Artificial intelligence (AI) agents are broadly defined as computational entities that perceive their environment and act autonomously to achieve specific goals (Russell & Norvig 2020). Foundational work in the field, dating back to its early formalisation, characterises intelligent agents by key properties such as autonomy, reactivity, proactiveness, and social ability, which collectively define their capacity for intelligent behaviour (Wooldridge & Jennings 1995). This theoretical groundwork established a framework for understanding how agents operate. Within classical AI, a highly influential taxonomy proposed by Russell and Norvig (2020) groups agents into classes of increasing sophistication, from simple reflex agents to complex learning agents. More recently, however, the advent of large-scale machine learning has introduced new agent paradigms. This shift has been profoundly influenced by architectural breakthroughs like the Transformer model (Vaswani et al. 2017), which underpins the large language models (LLMs) at the heart of contemporary agents. These modern systems are often distinguished by their ability to handle multiple data modalities, utilise external software tools, and operate within collaborative multi-agent systems (Masterman et al. 2024). This essay provides an overview of this evolution, from the classical agent types to the modern, LLM-driven architectures that are shaping the future of AI.
The most elementary agent type is the simple reflex agent, which operates on a straightforward condition-action principle. It selects actions based solely on the current percept, ignoring any perceptual history, by implementing a set of predefined rules that map observed conditions directly to responses. While computationally efficient in fully observable environments, such as a basic thermostat, this purely reactive behaviour is brittle; in complex or partially observable settings, it can lead to incorrect actions or infinite loops. To overcome these limitations, model-based reflex agents maintain an internal state that functions as a model of the world, updated by the percept history. This internal model allows the agent to handle partial observability by encoding unobserved aspects of the current situation, such as remembering the last known location of an object that is currently out of sight, enabling more informed decision-making (Russell & Norvig 2020).
A further level of sophistication is introduced with goal-based agents, which move beyond reactive behaviour by incorporating an explicit representation of goals, or desirable states. In addition to a world model, these agents use search and planning algorithms to find sequences of actions that will lead to their goal states. This makes them far more flexible than reflex agents, as they can adapt their plans if circumstances change. Decision-making can be refined even further with utility-based agents, which employ a utility function to evaluate the desirability of different world states. Instead of a binary goal, the agent has a quantitative performance measure it seeks to maximise, allowing it to handle trade-offs between multiple, often conflicting, objectives, such as speed versus safety in an autonomous vehicle (Russell & Norvig 2020).
The learning agent represents a significant leap, as it is designed to improve its performance over time by learning from experience (Russell & Norvig 2020). A learning agent contains a 'learning element' that uses feedback on its actions to modify its 'performance element', thereby adapting to new or unknown environments. Reinforcement learning is a key paradigm here, in which an agent refines its policies to maximise a cumulative reward signal (Sutton & Barto 2018). The success of DeepMind's AlphaGo, which learned superhuman strategies through self-play, powerfully demonstrated the potential of learning agents to surpass their initial programming and even human expertise (Silver et al. 2016).

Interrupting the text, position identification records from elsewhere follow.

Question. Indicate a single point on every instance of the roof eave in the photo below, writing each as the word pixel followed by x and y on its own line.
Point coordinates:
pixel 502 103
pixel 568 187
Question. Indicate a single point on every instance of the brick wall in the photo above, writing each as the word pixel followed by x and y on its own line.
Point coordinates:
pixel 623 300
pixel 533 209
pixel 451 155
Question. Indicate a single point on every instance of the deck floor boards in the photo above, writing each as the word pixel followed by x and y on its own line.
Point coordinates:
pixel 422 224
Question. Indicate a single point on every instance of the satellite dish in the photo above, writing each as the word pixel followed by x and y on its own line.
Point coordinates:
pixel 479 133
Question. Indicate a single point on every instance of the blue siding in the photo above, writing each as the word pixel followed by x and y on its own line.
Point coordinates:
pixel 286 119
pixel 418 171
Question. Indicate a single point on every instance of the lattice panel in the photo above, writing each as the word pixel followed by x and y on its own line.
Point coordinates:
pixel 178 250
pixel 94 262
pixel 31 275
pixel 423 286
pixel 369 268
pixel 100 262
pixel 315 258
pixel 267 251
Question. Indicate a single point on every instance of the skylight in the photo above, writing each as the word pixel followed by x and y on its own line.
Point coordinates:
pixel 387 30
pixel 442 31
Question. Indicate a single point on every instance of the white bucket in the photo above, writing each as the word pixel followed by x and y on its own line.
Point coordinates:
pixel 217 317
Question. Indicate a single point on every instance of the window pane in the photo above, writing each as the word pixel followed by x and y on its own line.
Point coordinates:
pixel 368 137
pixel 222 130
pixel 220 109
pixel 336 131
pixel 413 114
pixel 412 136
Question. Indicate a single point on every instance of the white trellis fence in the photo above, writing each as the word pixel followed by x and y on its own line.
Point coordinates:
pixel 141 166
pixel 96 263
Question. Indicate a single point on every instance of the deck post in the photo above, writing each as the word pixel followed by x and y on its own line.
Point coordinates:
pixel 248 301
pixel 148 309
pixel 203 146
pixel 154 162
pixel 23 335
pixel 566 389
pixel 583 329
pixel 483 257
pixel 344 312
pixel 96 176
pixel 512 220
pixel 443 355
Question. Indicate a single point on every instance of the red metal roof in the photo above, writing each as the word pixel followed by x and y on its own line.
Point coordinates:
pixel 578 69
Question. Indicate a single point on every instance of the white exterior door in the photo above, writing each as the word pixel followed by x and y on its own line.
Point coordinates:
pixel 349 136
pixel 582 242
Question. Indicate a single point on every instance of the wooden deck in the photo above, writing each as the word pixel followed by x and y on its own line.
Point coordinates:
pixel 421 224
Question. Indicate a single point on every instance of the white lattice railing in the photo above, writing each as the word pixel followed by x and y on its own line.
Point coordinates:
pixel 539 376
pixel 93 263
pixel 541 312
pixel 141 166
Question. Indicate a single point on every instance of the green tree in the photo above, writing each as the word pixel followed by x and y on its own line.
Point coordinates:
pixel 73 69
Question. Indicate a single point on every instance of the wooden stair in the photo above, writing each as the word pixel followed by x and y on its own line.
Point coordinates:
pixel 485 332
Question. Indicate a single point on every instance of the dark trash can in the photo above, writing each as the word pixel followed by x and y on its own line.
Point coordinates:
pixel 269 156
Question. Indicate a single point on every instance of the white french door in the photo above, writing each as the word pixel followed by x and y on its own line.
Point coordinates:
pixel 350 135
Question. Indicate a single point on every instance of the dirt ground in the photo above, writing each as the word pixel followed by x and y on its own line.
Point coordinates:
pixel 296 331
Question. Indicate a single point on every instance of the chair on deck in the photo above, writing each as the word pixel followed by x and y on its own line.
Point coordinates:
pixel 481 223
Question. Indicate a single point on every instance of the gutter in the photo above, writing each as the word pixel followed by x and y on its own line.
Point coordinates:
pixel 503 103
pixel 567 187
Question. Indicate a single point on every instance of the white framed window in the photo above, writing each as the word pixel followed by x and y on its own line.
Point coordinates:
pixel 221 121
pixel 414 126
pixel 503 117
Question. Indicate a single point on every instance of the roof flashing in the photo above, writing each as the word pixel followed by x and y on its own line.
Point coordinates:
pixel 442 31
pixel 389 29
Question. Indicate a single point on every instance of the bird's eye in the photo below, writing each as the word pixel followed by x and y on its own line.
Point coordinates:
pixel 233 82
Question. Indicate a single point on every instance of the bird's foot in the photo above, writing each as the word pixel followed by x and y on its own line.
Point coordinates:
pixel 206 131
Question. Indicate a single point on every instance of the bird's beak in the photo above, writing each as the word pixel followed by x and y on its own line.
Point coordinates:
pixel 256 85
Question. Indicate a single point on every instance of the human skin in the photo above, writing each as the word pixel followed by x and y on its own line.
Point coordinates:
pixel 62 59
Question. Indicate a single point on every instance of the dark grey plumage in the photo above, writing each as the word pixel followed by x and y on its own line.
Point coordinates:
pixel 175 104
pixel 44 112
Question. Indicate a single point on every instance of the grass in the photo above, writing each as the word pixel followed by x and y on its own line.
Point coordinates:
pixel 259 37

The most recent and profound shift in agent design has been driven by the emergence of LLM-based agents. These leverage the advanced reasoning and generation capabilities of large language models, which are themselves built upon powerful neural architectures like the Transformer (Vaswani et al. 2017), as a core decision-making engine (Deng et al. 2025). An LLM-based agent can interpret high-level natural language instructions, decompose complex tasks using reasoning techniques like chain-of-thought (Wei et al. 2022), and execute multi-step plans in an interactive loop of planning, acting, and observing (Yao et al. 2023). Unlike a reactive chatbot, these agents exhibit proactivity and autonomy, pursuing long-horizon goals with minimal continuous user input (Kolt 2025). As real-world tasks often involve more than just text, multimodal agents have become a critical area of development. These agents are capable of processing and generating information across multiple modalities, including images, audio, and video, by combining LLMs with specialised perception models. This allows them to tackle more intricate and nuanced tasks, such as analysing a diagram and producing a textual summary (Xie et al. 2024).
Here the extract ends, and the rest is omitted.